Литмир - Электронная Библиотека

– Дай пройти, у меня уже руки отваливаются!

Взглянув на меня и не увидев ни одобрения, ни протеста, он молча открыл дверь и снова притворил ее, когда Дайна вывалилась в подъезд.

– Это и есть ее мать? Я не ошибся? Откуда она вдруг взялась?

– Она вернет ее, – пробормотала я, и повторила, как мантру: – Она вернет ее.

– Так уже было?

Теперь он будто бы и не собирался уходить. Хотя и не решался снова снять обувь: Митя носил кроссовки, возможно, это и заставило меня принять его за вчерашнего студента.
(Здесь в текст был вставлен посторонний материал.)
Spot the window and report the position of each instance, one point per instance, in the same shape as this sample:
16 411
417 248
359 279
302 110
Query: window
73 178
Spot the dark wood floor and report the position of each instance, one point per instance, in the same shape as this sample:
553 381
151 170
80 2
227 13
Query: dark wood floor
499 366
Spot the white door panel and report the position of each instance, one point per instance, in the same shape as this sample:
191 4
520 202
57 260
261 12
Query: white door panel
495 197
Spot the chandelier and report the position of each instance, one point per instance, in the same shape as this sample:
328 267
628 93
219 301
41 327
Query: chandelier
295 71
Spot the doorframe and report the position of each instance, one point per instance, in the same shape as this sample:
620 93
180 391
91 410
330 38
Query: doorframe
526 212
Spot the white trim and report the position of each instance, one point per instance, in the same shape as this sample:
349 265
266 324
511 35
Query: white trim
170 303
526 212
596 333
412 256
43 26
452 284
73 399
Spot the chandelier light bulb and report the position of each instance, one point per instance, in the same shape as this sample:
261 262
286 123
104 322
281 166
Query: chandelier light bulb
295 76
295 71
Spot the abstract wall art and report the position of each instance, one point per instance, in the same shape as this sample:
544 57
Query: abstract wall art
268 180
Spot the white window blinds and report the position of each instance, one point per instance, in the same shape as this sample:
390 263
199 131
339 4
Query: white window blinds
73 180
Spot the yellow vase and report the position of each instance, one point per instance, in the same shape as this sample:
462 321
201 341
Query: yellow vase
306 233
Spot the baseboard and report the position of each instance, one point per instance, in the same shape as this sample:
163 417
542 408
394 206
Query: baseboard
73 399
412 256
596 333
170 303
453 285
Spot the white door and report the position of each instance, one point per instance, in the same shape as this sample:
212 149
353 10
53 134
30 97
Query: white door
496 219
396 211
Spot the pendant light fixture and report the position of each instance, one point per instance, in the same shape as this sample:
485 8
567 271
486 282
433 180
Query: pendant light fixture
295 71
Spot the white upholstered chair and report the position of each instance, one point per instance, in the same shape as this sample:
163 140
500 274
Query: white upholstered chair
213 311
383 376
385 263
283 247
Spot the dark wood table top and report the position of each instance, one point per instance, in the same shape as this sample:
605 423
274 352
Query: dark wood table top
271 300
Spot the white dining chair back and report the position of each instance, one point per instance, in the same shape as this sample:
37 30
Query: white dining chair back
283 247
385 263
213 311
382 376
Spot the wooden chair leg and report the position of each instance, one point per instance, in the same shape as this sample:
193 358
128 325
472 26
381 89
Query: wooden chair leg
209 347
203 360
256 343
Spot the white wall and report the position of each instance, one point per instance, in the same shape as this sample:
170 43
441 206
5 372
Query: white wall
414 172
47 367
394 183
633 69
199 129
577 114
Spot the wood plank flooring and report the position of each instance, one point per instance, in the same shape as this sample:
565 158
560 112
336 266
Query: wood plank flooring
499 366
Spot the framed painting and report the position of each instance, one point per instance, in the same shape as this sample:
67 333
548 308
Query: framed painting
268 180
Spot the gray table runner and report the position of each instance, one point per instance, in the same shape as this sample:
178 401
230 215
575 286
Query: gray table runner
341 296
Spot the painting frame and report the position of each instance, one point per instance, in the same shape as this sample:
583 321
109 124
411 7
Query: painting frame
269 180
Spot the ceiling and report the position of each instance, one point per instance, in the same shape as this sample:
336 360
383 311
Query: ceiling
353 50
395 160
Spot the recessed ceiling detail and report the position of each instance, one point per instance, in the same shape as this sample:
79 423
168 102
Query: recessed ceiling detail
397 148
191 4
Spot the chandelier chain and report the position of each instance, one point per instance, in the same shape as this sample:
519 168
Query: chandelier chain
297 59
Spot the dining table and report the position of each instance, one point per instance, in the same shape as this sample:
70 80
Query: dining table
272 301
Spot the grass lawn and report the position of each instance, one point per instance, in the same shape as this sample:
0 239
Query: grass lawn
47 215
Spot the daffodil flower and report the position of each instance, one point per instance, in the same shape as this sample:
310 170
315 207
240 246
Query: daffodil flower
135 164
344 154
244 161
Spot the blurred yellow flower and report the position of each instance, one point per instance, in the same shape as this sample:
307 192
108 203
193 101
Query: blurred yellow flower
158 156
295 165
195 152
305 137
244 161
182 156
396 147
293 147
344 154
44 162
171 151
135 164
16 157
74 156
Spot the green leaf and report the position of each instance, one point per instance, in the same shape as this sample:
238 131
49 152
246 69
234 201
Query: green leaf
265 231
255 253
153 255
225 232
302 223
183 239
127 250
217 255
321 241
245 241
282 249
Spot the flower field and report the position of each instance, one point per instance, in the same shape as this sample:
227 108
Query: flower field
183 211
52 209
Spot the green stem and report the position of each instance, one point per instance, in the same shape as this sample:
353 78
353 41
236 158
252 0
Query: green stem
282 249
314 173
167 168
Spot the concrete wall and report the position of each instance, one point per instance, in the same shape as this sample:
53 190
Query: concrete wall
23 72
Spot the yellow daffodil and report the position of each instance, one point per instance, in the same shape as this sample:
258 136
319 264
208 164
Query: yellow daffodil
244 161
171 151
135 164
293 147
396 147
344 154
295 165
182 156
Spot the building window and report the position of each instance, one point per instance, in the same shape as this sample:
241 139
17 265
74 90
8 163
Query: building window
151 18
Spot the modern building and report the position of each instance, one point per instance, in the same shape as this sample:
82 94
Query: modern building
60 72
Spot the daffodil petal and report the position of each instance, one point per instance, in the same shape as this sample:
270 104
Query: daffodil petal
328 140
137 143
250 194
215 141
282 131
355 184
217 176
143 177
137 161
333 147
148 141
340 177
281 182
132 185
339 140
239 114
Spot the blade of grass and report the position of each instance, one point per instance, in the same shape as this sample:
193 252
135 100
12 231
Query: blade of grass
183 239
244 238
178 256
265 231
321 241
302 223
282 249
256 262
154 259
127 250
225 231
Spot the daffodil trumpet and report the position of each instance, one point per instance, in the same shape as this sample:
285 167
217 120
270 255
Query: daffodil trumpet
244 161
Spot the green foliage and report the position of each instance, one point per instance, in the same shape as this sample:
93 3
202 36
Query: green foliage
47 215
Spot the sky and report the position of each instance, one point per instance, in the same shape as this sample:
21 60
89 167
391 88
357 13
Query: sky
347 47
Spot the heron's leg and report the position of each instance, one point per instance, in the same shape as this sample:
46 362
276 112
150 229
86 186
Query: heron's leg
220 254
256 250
А сейчас отозвалось одобрением: этот человек любит ходить. Как и я. У Дайны теперь есть машина? Наши миры отталкиваются все больше, скоро не разглядеть…

Подождав немного – отвечу ли что-нибудь (но любые слова разорвали бы сейчас горло в кровь!), Митя проговорил, заметно помрачнев:

– Я не мог не открыть ей дверь. Вы же не возражали… У девочки, я думаю, ничего серьезного, так что за нее не волнуйтесь.

Пытаясь укрыться от его заботливости, – как она невыносима, когда от не нужного человека! – я отошла и отвернулась к окну. Разве этого недостаточно, чтобы человек понял: здесь в нем никто не нуждается? За спиной – шорох. Пытается ускользнуть неслышно? Не люблю этого в мужчинах. В тех, кто хоть бочком пытается втиснуться в мою жизнь. От них я жду силы хотя бы на равных, лучше – такой, чтоб встряхнула. Резко – пусть осыплется шелуха прошлого. Деликатностью от нее не избавишься…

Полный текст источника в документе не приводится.